A VAT group is conditional on financial (common shareholding of at least 50%), organisational and business integration.  Organisational integration means that the subsidiary must follow the instructions of the parent without being able to develop a will of its own. Business integration means that the business of the subsidiary must support or complement that of the parent. Consequently a company without an active business (e.g. an intermediate holding company) cannot be a VAT group member. However, the ECJ held a year ago that the VAT Directive does not exclude a non-business from membership of a VAT group merely for that reason alone (case C-85/11 Commission v. Ireland judgment of April 9, 2013). The Supreme Tax Court has also tightened its organisational requirements on a subsidiary to qualify as a group member.  Under the new definition it is no longer sufficient to show that the subsidiary cannot develop a will of its own.

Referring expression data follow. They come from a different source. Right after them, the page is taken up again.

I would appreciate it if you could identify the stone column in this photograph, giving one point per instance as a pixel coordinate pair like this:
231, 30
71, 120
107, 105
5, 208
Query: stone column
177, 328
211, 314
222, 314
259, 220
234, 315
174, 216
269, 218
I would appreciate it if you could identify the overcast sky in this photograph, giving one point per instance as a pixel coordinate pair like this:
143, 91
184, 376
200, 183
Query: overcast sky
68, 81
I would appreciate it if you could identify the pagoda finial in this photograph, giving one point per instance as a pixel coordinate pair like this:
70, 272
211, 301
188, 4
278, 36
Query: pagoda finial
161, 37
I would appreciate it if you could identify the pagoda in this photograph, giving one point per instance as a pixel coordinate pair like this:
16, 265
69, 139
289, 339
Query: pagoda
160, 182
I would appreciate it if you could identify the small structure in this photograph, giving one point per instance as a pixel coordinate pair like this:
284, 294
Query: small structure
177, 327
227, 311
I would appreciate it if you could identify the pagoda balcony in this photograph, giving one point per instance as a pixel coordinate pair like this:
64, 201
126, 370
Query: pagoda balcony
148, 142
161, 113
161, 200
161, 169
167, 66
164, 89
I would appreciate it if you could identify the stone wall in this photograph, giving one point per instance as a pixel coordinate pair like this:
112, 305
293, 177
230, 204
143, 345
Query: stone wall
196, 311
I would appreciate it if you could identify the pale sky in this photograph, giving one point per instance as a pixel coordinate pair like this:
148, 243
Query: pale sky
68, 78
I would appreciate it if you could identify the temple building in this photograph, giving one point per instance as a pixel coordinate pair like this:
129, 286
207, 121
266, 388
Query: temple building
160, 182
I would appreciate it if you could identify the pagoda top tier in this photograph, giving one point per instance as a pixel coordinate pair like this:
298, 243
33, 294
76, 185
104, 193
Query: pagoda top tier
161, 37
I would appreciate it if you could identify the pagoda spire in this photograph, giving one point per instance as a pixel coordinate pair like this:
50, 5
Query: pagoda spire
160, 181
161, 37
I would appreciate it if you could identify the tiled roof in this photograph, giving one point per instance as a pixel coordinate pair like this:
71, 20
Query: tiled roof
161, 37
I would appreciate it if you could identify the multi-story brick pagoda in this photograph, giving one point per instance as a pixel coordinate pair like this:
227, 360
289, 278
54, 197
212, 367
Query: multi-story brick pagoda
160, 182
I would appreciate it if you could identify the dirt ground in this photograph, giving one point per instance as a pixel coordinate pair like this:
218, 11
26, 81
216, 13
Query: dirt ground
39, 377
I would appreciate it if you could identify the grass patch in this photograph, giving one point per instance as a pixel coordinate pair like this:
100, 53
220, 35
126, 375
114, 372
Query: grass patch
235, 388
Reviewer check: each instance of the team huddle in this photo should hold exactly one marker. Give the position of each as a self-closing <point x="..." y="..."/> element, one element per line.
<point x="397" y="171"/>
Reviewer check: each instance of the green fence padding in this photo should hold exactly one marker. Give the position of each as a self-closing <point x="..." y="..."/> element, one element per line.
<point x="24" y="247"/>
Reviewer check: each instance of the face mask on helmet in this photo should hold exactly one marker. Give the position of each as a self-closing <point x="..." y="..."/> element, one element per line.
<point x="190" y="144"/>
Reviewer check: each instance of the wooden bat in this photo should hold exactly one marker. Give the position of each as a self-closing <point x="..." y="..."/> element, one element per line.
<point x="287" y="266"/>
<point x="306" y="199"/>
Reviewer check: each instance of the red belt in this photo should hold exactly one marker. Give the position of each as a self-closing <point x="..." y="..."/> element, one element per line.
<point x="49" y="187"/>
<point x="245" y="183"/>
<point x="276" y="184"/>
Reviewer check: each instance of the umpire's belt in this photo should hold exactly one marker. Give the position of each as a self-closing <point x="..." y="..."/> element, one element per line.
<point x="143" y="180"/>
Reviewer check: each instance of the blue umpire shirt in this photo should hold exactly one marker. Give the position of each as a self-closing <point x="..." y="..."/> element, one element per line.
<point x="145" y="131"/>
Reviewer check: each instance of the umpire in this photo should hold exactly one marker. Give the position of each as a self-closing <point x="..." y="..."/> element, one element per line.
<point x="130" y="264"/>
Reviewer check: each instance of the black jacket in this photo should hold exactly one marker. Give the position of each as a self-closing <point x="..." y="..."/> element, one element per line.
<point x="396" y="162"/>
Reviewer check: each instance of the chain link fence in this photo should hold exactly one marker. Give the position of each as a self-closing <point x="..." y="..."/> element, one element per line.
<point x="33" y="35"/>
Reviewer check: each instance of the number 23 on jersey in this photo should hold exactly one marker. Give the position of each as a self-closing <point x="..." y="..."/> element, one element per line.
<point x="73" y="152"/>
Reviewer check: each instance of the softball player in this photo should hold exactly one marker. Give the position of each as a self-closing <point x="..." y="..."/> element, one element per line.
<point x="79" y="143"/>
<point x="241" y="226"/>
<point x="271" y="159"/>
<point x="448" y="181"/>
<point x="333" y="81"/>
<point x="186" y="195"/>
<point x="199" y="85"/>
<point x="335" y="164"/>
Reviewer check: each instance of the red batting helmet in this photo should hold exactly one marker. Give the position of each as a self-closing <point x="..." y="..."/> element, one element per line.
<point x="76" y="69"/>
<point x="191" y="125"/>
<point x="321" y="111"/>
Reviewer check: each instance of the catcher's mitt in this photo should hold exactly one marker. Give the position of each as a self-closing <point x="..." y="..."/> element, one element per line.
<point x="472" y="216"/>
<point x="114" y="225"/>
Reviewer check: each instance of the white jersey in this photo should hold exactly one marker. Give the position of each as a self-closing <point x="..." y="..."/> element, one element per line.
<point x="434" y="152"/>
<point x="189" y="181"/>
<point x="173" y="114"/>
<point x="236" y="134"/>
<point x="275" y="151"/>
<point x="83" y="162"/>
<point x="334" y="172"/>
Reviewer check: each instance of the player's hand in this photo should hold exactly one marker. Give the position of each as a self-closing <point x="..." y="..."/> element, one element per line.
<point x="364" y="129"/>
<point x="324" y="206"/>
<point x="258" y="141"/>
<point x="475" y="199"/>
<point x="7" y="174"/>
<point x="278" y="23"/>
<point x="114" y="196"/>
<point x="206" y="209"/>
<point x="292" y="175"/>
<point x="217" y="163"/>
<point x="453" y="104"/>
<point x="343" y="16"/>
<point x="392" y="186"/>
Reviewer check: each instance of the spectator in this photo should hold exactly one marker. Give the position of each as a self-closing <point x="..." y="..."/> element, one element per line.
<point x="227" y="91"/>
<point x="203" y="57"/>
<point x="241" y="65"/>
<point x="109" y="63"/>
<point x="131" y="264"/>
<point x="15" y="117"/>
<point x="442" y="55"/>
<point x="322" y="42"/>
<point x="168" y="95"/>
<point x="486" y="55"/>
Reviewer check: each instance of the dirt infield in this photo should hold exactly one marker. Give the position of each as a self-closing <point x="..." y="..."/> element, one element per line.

The parent must be able to enforce its own will at all times. This can be through common directors, or through the appointment of an employee of the parent as managing director of the subsidiary (judgment VR 18/13 of August 8 2013).

 

The finance ministry has now taken the view that the ECJ case cited permits but does not require a member state to allow non-businesses into a VAT group. It therefore stands by its previous interpretation of German law. Accordingly, it has amended the VAT Implementation Decree to require a more definite involvement of the parent in the management of the subsidiary. This involvement can be through an associated company outside the VAT group, although the involvement does not bring a non-business associate into the group.